It's just gone 11:00 AM on 11/11/11. We're at home and set an alarm to make sure we remembered to listen to the radio at the hour. When the Last Post began we stopped for a minute in silence in memory of the fallen in so many wars. We do this wherever we are at this time and on this day because we believe it's important, not just because we have lost family members in war although we have. These are men and women whose lives were cut short, who left behind families and friends whose lives were changed irrevocably. They were defending something they believed was important enough to be prepared to lose their lives.
So you will understand how disappointed I was a few years ago at a major shopping centre when there was no announcement over the public address system, no playing of the Last Post and no acknowledgement of those who died. I doubt it would have been noticed even if they had. Anyone in the shops nearest me at the time - trendy fashion boutiques with music blasting so loud it was deafening - wouldn't have heard the announcement. I hope things have changed. They may have given that we have just had the reality of war brought home to us again by recent events in Afghanistan.

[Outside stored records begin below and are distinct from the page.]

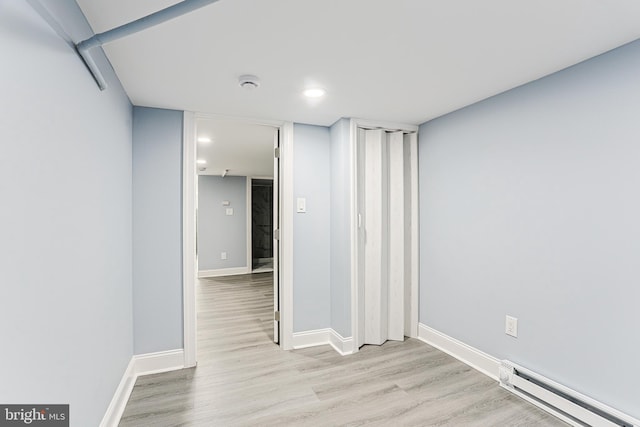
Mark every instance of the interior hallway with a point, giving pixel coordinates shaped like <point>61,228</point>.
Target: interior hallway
<point>242,378</point>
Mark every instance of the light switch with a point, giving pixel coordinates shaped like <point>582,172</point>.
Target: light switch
<point>302,205</point>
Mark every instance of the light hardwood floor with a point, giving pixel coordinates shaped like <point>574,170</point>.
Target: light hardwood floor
<point>243,379</point>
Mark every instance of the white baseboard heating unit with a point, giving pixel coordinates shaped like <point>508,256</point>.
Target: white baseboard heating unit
<point>563,402</point>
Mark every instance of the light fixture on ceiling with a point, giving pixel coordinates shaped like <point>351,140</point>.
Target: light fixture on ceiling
<point>249,81</point>
<point>314,92</point>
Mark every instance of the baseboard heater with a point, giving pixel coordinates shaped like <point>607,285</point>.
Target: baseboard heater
<point>563,402</point>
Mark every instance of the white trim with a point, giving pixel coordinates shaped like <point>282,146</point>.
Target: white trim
<point>316,337</point>
<point>161,361</point>
<point>232,271</point>
<point>342,345</point>
<point>473,357</point>
<point>249,214</point>
<point>353,182</point>
<point>189,266</point>
<point>139,365</point>
<point>415,237</point>
<point>120,397</point>
<point>286,237</point>
<point>310,338</point>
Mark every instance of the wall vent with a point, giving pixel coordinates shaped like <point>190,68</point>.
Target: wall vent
<point>563,402</point>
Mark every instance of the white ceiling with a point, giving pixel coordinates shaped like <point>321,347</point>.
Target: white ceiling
<point>396,60</point>
<point>242,149</point>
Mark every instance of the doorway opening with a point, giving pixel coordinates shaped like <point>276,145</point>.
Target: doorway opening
<point>230,156</point>
<point>262,225</point>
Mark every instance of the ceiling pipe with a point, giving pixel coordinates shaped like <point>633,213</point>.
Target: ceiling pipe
<point>164,15</point>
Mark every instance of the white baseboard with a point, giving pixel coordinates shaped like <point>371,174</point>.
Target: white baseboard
<point>342,345</point>
<point>316,337</point>
<point>473,357</point>
<point>139,365</point>
<point>120,397</point>
<point>310,338</point>
<point>162,361</point>
<point>223,272</point>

The symbol of Remembrance Day is the field poppy. It grows across Europe, its scarlet and crimson petals a poignant reminder of spilled blood and, at the same time, renewal. Many years ago I visited the battlefields of Flanders. It was a grey, blustery early Spring day and the poppies showed bravely against the fields. It was a touching reminder of Lieutenant Colonel John McCrae's well known poem In Flanders Fields. You can find the words of this beautiful poem and more about McCrae here.
As it happens, just outside my window, I can see the last of this season's field poppies in my garden. A breeze has come up and the earth beneath them is scattered with every shade of red as their petals fall like drops of blood. A gentle reminder. Lest we forget.